En réalité, il y a un flou sur le fait de savoir si cette mesure est obligatoire ou non. En tout cas, explique Philippe Laurent, Bercy affirme que oui. Mais cela n’empêchera pas, selon lui, « un  certain nombre de collectivités (de) délibérer pour affirmer qu'elles continueront à indemniser leurs agents à 100% en cas d'arrêt maladie ». Il faudra voir alors si les préfets décident d’attaquer ces délibérations ou non. 
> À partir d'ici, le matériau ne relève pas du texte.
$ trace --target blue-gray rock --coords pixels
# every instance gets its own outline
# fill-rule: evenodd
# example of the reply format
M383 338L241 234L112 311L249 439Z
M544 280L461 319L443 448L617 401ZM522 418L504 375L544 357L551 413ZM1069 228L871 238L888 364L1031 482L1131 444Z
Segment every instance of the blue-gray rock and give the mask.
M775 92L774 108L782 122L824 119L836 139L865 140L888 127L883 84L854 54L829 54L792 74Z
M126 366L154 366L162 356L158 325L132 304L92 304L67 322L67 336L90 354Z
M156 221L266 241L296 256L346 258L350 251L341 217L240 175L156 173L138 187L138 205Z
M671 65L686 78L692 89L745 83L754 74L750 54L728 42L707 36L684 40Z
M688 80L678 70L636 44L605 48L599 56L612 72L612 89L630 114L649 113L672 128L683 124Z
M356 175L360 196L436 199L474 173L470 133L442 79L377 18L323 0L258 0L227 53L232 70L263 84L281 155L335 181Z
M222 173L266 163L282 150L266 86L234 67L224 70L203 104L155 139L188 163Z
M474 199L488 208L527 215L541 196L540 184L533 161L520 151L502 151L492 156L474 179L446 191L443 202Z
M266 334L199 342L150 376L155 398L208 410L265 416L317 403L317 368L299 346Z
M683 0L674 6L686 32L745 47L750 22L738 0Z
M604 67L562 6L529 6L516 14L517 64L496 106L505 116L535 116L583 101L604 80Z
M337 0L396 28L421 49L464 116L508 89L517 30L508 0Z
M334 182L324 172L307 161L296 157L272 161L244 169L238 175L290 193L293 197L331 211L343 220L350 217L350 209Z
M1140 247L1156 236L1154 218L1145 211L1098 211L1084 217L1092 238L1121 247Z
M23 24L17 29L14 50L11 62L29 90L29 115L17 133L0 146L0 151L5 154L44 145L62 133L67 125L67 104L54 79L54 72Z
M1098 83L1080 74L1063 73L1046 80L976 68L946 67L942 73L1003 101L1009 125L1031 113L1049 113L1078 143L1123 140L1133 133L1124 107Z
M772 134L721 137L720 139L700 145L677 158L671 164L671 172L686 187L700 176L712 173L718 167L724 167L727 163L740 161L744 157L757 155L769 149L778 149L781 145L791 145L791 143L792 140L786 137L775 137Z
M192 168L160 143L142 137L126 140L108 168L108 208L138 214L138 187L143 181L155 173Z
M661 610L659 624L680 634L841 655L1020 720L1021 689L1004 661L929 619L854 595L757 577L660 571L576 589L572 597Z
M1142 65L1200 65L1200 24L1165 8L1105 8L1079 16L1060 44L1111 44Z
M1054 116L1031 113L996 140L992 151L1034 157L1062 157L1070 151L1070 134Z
On se rappelle que dernièrement, plusieurs décisions de collectivités en matière de gestion des ressources humaines ont été déférées par les préfets, l’État souhaitant visiblement garder la main en la matière. Cela a été le cas ces dernières années sur le temps de travail, par exemple, les préfets attaquant systématiquement les collectivités ayant instauré localement un temps de travail inférieur à 1607 heures. Ou encore, plus récemment, sur la question des autorisations spéciales d’absence (Asa) accordées par des maires à des agentes pour cause de règles douloureuses : le tribunal administratif de la Haute-Garonne, saisi par le préfet, a interdit cette pratique (lire Maire info du 27 novembre). Fort de cette décision, le préfet de l’Isère vient d’attaquer à son tour plusieurs collectivités qui avaient elles aussi instauré un congé menstruel, et le tribunal administratif de Grenoble l'a suivi, hier (lire article ci-contre).
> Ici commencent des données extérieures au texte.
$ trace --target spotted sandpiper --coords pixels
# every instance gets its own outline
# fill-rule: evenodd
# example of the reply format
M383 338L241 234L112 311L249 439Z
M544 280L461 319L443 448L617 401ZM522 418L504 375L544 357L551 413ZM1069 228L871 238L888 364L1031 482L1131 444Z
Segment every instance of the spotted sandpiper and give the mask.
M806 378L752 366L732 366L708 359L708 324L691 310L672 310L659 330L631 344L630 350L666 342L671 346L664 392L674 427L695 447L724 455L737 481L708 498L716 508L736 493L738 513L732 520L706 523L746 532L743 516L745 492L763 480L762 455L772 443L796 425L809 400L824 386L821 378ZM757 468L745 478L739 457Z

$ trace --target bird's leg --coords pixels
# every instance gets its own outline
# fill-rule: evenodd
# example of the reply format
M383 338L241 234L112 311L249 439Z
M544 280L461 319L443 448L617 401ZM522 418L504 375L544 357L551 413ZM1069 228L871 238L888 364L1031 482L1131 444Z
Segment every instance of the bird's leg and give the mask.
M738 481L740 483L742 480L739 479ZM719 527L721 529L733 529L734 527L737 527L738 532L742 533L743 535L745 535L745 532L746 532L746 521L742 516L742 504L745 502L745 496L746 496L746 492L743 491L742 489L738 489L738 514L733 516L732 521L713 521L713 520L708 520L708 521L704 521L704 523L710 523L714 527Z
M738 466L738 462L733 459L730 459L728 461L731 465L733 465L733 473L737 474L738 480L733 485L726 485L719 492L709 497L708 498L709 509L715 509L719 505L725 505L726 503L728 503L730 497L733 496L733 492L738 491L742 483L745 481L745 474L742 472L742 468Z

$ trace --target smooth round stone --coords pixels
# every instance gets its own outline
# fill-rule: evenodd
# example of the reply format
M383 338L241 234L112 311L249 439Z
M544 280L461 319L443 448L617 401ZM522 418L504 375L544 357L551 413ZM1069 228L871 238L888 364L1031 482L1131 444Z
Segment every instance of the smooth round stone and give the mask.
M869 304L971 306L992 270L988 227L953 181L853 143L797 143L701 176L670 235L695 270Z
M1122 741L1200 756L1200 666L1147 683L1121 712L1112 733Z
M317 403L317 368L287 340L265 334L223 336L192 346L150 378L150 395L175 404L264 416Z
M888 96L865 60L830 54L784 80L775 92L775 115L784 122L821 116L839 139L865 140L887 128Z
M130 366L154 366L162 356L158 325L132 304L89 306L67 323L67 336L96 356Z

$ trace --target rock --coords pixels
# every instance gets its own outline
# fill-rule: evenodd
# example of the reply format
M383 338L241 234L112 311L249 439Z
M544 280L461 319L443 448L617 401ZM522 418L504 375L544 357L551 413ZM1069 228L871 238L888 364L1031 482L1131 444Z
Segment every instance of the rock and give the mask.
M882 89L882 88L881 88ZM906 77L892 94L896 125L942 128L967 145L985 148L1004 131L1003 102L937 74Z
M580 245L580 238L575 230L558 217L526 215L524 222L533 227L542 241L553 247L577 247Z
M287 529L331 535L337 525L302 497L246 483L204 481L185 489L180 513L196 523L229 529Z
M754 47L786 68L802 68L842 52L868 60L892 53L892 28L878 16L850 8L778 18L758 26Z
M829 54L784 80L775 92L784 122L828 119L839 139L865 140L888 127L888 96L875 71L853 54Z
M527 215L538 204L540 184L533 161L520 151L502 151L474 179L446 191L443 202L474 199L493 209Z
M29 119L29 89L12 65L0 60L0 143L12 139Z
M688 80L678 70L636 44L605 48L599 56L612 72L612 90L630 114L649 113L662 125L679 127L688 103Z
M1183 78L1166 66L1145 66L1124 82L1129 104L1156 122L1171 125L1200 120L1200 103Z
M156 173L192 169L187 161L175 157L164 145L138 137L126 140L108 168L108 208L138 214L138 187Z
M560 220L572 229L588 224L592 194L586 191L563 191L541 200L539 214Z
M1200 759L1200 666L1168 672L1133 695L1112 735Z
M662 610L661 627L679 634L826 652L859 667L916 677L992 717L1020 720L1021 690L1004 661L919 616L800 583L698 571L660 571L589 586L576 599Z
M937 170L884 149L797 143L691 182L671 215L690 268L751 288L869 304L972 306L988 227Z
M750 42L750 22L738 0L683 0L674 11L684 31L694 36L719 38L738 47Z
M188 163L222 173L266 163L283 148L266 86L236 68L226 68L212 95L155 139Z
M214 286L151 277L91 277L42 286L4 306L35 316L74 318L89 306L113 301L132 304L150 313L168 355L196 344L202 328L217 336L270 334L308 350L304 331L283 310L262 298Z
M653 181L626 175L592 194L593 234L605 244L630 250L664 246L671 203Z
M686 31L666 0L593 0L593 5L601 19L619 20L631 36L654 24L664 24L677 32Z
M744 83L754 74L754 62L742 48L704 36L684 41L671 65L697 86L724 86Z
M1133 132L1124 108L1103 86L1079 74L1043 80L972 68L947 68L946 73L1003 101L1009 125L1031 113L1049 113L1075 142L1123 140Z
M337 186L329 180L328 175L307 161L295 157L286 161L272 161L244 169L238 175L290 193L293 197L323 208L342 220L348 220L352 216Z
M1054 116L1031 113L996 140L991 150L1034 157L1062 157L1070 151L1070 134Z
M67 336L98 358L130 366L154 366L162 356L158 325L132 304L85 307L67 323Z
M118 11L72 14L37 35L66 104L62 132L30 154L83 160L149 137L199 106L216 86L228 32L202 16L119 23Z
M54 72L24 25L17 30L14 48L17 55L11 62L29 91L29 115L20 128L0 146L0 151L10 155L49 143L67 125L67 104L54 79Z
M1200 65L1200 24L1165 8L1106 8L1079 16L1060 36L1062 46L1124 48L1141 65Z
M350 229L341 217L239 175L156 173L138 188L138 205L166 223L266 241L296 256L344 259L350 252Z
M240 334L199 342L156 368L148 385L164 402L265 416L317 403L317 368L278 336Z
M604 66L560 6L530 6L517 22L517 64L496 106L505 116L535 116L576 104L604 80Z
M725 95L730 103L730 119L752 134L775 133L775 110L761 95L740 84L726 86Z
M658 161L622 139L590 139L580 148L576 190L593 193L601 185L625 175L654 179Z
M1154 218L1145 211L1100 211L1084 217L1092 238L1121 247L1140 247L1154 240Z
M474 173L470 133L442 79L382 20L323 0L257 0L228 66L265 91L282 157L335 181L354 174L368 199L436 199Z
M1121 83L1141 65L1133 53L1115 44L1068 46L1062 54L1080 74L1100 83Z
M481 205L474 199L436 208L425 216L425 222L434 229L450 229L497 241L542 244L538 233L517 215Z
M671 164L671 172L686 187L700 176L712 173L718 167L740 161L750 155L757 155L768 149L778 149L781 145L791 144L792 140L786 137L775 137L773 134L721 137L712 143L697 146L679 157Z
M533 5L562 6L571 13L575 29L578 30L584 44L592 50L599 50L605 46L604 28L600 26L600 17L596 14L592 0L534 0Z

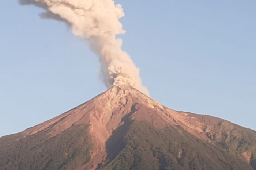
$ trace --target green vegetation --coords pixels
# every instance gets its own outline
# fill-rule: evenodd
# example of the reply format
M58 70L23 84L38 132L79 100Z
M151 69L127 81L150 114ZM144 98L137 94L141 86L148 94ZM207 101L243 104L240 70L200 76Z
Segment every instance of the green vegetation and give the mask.
M18 141L14 140L18 135L0 138L0 169L74 170L90 159L88 131L88 126L80 125L52 138L48 131Z
M101 170L252 170L227 151L177 127L160 130L135 121L123 138L123 148Z

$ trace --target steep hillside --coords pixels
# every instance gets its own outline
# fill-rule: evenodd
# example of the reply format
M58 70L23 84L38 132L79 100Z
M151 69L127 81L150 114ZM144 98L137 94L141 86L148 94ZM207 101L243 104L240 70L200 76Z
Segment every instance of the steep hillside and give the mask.
M1 170L251 170L255 155L256 132L172 110L129 86L0 138Z

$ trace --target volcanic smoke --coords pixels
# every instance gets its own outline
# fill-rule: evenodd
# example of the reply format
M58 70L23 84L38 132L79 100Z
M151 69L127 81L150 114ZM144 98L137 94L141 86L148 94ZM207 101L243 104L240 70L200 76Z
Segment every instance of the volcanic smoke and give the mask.
M122 6L113 0L18 0L22 5L44 9L42 18L63 21L73 33L87 40L98 55L106 86L129 85L148 95L142 85L140 70L121 49L116 35L125 32L119 19L124 16Z

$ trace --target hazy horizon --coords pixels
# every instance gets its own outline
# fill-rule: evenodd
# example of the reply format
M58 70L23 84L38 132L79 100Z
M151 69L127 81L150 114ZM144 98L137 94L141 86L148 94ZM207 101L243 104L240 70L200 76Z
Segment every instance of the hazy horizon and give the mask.
M256 130L256 1L115 1L125 15L123 49L153 98ZM41 19L34 7L3 3L0 136L106 89L95 54L66 24Z

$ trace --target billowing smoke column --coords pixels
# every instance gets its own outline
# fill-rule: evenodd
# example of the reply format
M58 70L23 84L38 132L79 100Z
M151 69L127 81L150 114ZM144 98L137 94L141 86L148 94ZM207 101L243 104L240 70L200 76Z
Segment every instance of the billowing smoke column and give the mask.
M125 33L119 20L124 16L121 5L113 0L19 0L22 5L33 5L45 12L41 18L64 21L73 34L89 41L99 57L107 87L129 84L146 94L139 69L122 50L117 34Z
Rappelons que sur le temps de travail et les 1607 heures, le débat est remonté jusqu’au Conseil constitutionnel, un certain nombre de maires ayant tenté de faire reconnaître que le fait d’imposer un temps de travail uniforme à toutes les collectivités est contraire au principe constitutionnel de libre administration de celles-ci (lire Maire info du 5 septembre 2022). Mais les Sages avaient rejeté leur demande, en estimant que la décision du gouvernement d’imposer les 1607 heures dans toutes les collectivités répondait à un objectif « d’intérêt général », et ne méconnaît donc pas la Constitution. 

Lourdeurs administratives

Que feront les préfets si des maires décident de maintenir les 100 % d’indemnisation pour leurs agents ? On va sans doute très vite le savoir. Il est en effet évident que des élus seront tentés de prendre cette décision, d’abord pour ne pas voir leurs agents – notamment de catégorie C – trop lourdement pénalisés, mais également, comme le rappelle Philippe Laurent, parce que cette mesure « a aussi pour inconvénient d'alourdir la gestion administrative, avec l'obligation d'ouvrir un dossier à chaque fois qu'un agent est en arrêt maladie ». 
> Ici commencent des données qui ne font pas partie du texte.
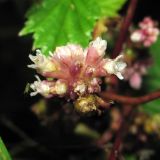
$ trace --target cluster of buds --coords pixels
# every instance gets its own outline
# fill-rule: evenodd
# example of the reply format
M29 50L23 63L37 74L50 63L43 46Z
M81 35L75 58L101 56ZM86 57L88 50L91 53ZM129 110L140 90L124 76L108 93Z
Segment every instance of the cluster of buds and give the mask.
M134 63L127 67L123 74L124 79L127 80L133 89L140 89L142 85L142 76L147 74L147 66L140 62Z
M145 17L139 23L139 29L131 34L131 41L149 47L156 42L158 35L159 29L156 27L156 23L150 17Z
M39 93L47 98L60 96L77 99L76 106L79 106L77 103L89 104L94 110L92 103L84 101L91 101L94 98L89 95L100 92L100 78L115 74L119 79L123 79L122 72L126 67L123 55L115 59L104 58L106 47L107 42L98 37L90 42L86 49L68 44L57 47L48 57L36 50L35 56L29 55L34 64L28 67L36 69L46 80L41 81L36 76L37 81L30 85L33 90L31 96Z

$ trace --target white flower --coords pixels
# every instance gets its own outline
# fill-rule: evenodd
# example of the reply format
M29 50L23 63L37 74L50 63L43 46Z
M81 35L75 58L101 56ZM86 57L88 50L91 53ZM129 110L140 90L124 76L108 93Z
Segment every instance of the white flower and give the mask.
M107 48L107 42L97 37L94 41L90 42L90 46L94 47L100 56L104 56L105 50Z
M122 72L124 68L127 66L125 62L123 62L123 55L119 55L115 59L107 59L103 68L109 74L115 74L119 79L123 79Z
M56 67L50 57L46 57L38 49L36 50L36 56L30 54L29 58L34 62L34 64L28 65L29 68L37 69L42 73L53 72L56 70Z
M132 42L141 42L142 41L142 33L139 31L135 31L131 34L131 41Z
M57 47L54 55L58 59L73 58L75 56L82 56L83 49L79 45L68 44L67 46Z
M67 92L66 84L60 81L56 82L54 89L55 89L56 94L58 95L63 95Z
M85 91L86 91L86 85L84 83L78 83L74 88L75 93L84 94Z
M49 83L47 83L46 81L41 81L38 76L35 77L37 78L37 81L34 81L34 83L30 85L30 88L33 90L30 95L35 96L39 93L45 97L48 97L50 94Z

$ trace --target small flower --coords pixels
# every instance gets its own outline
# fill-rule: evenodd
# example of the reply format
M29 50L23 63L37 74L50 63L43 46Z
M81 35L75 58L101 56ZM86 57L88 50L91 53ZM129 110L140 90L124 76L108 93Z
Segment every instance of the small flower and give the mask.
M96 40L90 42L91 47L94 47L100 56L104 56L105 50L107 48L107 41L102 40L100 37L96 38Z
M56 70L56 66L50 57L43 55L39 49L36 50L36 56L30 54L29 58L34 64L28 65L28 67L37 69L40 73L54 72Z
M139 30L137 30L137 31L135 31L135 32L133 32L133 33L131 34L131 40L132 40L133 42L141 42L142 39L143 39L143 38L142 38L142 33L141 33L141 31L139 31Z
M122 72L127 64L123 61L123 55L119 55L115 59L107 59L104 69L109 74L115 74L119 79L123 79Z
M79 97L75 102L75 109L81 113L89 113L97 110L96 97L88 95L86 97Z
M85 94L86 84L84 84L83 82L78 82L74 87L74 92L80 95Z
M104 58L107 42L97 38L83 49L79 45L67 44L57 47L54 53L46 57L37 50L36 56L30 55L34 64L30 68L36 69L49 80L31 84L31 96L41 94L45 97L60 96L76 100L77 110L89 112L97 109L95 93L101 91L102 77L115 74L122 79L122 71L126 66L123 56L116 59Z
M67 92L67 85L61 81L57 81L54 88L57 95L64 95Z
M50 82L47 81L41 81L38 76L35 76L37 78L37 81L34 81L30 85L30 88L33 90L33 92L30 93L31 96L35 96L38 93L41 94L44 97L50 97Z

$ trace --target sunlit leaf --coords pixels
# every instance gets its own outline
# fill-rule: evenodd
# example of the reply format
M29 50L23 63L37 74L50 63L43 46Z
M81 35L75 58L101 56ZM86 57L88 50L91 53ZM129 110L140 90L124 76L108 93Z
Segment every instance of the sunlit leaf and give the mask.
M43 0L26 14L20 35L33 34L33 48L43 53L56 46L74 42L86 46L92 38L96 21L113 17L126 0Z

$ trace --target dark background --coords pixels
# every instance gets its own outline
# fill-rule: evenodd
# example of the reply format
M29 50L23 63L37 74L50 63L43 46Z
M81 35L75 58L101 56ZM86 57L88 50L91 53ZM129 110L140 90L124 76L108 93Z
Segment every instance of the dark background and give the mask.
M137 22L148 15L160 21L158 2L158 0L139 0L134 21ZM34 72L27 68L27 64L30 63L28 54L31 52L32 38L31 36L19 37L18 32L24 25L24 15L31 4L31 0L0 0L0 135L9 150L18 153L15 154L15 159L62 159L64 155L68 156L67 153L72 148L68 151L63 148L50 149L50 146L57 146L66 139L63 134L63 127L66 126L61 121L55 125L56 127L52 126L50 129L41 126L36 116L30 111L30 106L39 97L30 98L23 94L27 82L34 80ZM93 121L92 119L92 123ZM26 135L29 138L25 137ZM45 140L42 137L45 137ZM67 144L72 137L71 135L66 137L67 140L64 143ZM47 150L43 147L40 149L33 147L25 151L15 151L17 144L23 146L21 142L25 138L28 139L28 143L33 143L33 146L37 144L34 144L35 141L32 141L32 138L36 138L49 147ZM83 152L83 159L89 156L85 148L74 149L74 152L77 154ZM92 150L89 153L94 155L95 151ZM98 154L99 152L96 151L94 158ZM74 160L74 155L68 159Z

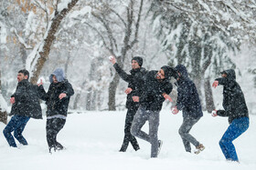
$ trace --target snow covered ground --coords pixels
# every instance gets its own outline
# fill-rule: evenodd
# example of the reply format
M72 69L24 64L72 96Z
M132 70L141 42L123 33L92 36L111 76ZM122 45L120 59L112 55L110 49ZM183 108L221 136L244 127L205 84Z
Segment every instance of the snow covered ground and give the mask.
M181 113L174 115L163 110L160 116L159 139L164 145L158 158L150 158L150 145L138 139L141 149L133 151L129 145L126 153L120 153L123 137L125 111L86 112L69 115L66 125L58 140L66 150L48 154L46 142L46 117L30 119L24 136L29 145L11 148L3 135L5 125L0 123L1 170L220 170L256 169L256 116L251 115L247 132L234 141L240 164L225 161L219 140L228 127L228 120L204 117L193 127L191 134L206 149L199 155L184 151L177 133L182 122ZM144 130L147 130L147 124Z

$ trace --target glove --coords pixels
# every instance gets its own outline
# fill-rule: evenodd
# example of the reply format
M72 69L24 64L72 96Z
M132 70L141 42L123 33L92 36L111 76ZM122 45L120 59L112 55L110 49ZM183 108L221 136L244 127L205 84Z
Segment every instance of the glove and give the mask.
M217 86L219 85L219 81L214 81L213 82L213 84L212 84L212 86L214 87L214 88L216 88Z
M217 116L217 110L213 110L211 112L211 116L216 117Z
Le maire de Sceaux rappelle à cette occasion que le maintien de la rémunération à 100 % ne constituerait pas « une dépense supplémentaire », puisqu’elle est déjà en vigueur, mais « une économie en moins ». Il appelle donc l’État à laisser les employeurs territoriaux décider eux-mêmes de la façon dont ils souhaitent faire des économies : « Si l’État veut faire passer la rémunération à 90 % pour les arrêts maladie de ses agents – dont une majorité relève de la catégorie A –, qu'il le fasse. Mais qu'il le fasse seulement pour ses agents ».